Prima dell’avvento della pandemia causata dalla malattia Covid - 19, di cui ancora si sa molto poco, l’economia mondiale nel biennio 2017-2018 era cresciuta - utilizzando come riferimento il valore del prodotto interno lordo (PIL) - in media del +3% annuo, con punte che in Cina hanno superato il +5%, e negli USA il +2,3%. Successivamente alla crisi sanitaria, utilizzando i dati diramati dal Fondo Monetario Internazionale (FMI) il 26 gennaio 2021, la contrazione del PIL nell’anno 2020 si è attestata intorno al - 3,5%. E’ sicuramente uno degli eventi che più hanno scosso il mondo dal punto di vista sociale, sanitario ed economico negli ultimi 40 anni, e le conseguenze le risentiremo ancora per diverso tempo, specialmente dal punto di vista umano e psicologico e si presenteranno in maniera eterogenea a seconda delle situazioni e della solidità economico/sociale antecedenti la pandemia e le modalità di contrasto implementate. L’impatto negativo della recessione del 2020 ha interessato quasi tutti gli Stati del mondo, lasciando solo la Cina con una crescita dimezzata, ma con il segno comunque positivo (+2,3%).

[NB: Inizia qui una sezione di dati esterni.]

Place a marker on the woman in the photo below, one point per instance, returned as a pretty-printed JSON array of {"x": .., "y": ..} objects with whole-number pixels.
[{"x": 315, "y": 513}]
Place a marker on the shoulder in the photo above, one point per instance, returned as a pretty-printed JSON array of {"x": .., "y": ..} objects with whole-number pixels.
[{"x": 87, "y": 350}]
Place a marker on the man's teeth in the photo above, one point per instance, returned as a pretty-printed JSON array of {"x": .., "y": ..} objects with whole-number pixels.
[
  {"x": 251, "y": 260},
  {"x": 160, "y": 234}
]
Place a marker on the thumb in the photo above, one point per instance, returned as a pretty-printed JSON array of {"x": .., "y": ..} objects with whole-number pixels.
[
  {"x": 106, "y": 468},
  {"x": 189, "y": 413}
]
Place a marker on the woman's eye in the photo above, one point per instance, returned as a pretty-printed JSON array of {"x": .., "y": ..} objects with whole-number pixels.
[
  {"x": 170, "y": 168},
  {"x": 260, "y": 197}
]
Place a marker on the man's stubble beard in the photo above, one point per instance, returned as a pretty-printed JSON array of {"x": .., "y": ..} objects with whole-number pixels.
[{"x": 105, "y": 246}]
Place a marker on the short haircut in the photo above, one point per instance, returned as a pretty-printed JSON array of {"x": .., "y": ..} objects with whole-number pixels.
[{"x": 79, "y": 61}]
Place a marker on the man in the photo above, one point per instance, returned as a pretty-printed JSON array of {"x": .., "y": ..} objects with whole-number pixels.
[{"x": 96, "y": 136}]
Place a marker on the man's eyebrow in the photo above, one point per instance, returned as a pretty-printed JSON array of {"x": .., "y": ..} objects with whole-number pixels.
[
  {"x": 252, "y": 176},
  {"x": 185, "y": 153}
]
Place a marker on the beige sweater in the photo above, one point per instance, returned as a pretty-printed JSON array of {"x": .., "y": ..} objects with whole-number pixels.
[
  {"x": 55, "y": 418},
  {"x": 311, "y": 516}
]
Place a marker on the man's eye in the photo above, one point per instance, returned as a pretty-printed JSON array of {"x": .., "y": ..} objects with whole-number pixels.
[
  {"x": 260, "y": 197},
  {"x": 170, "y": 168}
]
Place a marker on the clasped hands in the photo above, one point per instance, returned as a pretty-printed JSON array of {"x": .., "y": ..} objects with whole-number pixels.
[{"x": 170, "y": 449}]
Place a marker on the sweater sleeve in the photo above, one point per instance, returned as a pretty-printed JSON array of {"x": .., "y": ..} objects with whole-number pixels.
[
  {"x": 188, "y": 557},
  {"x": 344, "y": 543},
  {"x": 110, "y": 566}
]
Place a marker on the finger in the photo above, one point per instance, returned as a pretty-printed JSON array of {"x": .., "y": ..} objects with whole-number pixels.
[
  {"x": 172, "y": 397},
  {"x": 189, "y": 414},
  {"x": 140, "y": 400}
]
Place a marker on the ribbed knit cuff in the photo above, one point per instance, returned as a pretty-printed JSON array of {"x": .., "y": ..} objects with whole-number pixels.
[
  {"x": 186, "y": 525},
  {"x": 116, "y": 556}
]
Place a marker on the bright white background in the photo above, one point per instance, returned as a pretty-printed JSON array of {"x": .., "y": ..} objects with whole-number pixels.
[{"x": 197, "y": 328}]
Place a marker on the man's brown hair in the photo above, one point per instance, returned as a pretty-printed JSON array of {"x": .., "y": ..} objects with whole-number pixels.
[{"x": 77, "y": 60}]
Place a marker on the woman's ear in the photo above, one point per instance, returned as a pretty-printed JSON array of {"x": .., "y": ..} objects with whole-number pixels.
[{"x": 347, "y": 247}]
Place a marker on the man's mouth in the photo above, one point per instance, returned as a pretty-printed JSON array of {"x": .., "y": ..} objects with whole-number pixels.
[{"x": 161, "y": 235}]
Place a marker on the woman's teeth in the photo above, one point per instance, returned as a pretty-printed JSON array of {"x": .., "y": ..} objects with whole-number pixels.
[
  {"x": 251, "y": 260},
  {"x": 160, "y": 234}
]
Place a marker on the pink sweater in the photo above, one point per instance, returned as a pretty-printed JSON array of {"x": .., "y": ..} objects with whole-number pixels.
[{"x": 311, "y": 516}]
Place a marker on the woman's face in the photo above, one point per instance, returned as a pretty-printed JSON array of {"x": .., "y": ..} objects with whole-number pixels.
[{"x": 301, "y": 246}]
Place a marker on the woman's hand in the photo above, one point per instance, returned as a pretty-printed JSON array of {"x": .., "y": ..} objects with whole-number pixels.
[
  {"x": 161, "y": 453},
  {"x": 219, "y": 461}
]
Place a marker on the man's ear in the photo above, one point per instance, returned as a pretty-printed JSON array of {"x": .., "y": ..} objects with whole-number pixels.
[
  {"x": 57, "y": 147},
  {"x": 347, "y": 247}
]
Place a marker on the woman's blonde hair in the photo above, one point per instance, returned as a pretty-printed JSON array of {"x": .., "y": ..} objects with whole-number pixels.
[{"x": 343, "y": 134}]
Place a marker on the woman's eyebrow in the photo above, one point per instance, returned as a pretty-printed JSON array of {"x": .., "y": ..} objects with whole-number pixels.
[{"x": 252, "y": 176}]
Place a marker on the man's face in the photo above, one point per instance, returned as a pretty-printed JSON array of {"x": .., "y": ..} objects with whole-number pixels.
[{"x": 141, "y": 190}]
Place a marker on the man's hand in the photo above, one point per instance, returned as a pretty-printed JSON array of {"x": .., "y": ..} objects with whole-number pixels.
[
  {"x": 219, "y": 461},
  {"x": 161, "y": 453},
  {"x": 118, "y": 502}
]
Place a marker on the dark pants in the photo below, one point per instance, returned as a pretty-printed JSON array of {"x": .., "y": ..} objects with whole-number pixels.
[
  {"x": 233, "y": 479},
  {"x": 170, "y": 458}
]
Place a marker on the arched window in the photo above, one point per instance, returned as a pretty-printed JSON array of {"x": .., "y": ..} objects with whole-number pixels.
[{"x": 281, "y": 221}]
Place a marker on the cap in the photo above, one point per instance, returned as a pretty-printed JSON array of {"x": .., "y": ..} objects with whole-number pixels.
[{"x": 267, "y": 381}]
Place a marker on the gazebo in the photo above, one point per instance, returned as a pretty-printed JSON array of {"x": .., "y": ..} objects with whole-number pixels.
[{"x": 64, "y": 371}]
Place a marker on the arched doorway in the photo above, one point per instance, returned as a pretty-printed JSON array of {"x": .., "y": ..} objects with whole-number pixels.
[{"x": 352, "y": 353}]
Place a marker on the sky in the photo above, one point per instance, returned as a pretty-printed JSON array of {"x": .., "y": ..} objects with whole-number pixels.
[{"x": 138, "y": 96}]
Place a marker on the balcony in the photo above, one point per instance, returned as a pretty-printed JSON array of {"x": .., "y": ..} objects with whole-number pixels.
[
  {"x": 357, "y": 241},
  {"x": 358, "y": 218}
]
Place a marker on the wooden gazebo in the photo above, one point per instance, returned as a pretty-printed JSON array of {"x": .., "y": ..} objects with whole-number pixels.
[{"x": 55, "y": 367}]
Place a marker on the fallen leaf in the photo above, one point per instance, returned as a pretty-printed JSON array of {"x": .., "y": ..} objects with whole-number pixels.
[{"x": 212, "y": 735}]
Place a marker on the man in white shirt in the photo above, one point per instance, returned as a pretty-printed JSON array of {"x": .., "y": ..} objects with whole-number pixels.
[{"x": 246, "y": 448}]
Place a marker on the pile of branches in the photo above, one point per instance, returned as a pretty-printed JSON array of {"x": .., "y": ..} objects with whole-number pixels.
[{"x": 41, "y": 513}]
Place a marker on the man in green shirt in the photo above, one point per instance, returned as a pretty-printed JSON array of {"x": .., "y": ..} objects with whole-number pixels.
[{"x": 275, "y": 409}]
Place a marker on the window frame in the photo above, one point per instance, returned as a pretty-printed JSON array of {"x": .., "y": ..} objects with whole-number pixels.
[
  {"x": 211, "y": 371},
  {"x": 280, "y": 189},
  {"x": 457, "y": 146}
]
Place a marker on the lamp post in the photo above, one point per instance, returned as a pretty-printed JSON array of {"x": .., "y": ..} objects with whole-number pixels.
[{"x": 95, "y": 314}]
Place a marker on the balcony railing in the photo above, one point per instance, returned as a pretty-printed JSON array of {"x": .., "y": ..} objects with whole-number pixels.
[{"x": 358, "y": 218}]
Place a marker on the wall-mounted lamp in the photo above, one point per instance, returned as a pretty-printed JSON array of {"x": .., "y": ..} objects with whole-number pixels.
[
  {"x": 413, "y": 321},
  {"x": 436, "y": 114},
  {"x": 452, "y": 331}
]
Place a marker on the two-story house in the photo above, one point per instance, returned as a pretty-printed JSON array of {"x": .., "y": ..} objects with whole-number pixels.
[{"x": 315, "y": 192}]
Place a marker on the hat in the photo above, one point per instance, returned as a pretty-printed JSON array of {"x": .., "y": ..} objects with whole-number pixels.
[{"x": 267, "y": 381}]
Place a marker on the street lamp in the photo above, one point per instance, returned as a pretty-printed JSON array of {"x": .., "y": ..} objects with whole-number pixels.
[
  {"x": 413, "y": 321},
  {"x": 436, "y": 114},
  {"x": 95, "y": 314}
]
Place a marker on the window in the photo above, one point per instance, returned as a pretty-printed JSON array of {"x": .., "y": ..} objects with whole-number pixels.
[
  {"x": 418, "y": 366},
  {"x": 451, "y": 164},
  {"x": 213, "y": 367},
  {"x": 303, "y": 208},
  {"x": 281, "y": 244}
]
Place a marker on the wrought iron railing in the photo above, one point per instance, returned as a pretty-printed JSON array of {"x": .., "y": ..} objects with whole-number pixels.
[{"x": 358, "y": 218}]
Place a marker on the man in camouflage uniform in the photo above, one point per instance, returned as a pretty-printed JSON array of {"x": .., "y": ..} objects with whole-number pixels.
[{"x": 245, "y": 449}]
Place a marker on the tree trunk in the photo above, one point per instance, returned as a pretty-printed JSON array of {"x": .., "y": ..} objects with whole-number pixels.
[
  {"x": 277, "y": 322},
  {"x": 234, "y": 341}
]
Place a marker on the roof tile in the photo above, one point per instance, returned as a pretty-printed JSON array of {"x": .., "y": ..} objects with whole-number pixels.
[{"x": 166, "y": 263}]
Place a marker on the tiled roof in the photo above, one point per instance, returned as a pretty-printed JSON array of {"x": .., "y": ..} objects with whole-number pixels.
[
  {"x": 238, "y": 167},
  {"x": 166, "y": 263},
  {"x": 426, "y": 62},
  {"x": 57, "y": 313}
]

Tra gli effetti del periodo post Covid - 19 si è riscontrato anche un aumento della tendenza sperequativa della distribuzione della ricchezza; infatti le 500 persone più ricche al mondo, secondo l’indice Bloomberg Billioners, hanno incrementato i propri patrimoni del 31% in più rispetto al 2019, facendo arrivare le proprie ricchezze ad un valore di 7.600 miliardi di dollari (pari ad una volta e mezzo il PIL del Giappone); in particolare quattro dei cinque personaggi più facoltosi al mondo sono statunitensi e sono proprietari delle principali aziende tecnologiche, mentre il quinto  è europeo ed è nel campo dei prodotti del lusso (moda e prodotti enologici). Nell’ordine si trovano: Elon R. Musk (marchio Tesla), Jeff Bezos (marchio Amazon), Bill Gates (marchio Microsoft), Bernard Arnault (marchi Luis Vuitton e Moët Hennessy), infine Mark Zuckerberg (marchio Facebook). Si è evidenziato che il tasso di crescita del loro patrimonio è il più elevato degli ultimi 8 anni, cioè da quando è stato costruito l’indice suddetto.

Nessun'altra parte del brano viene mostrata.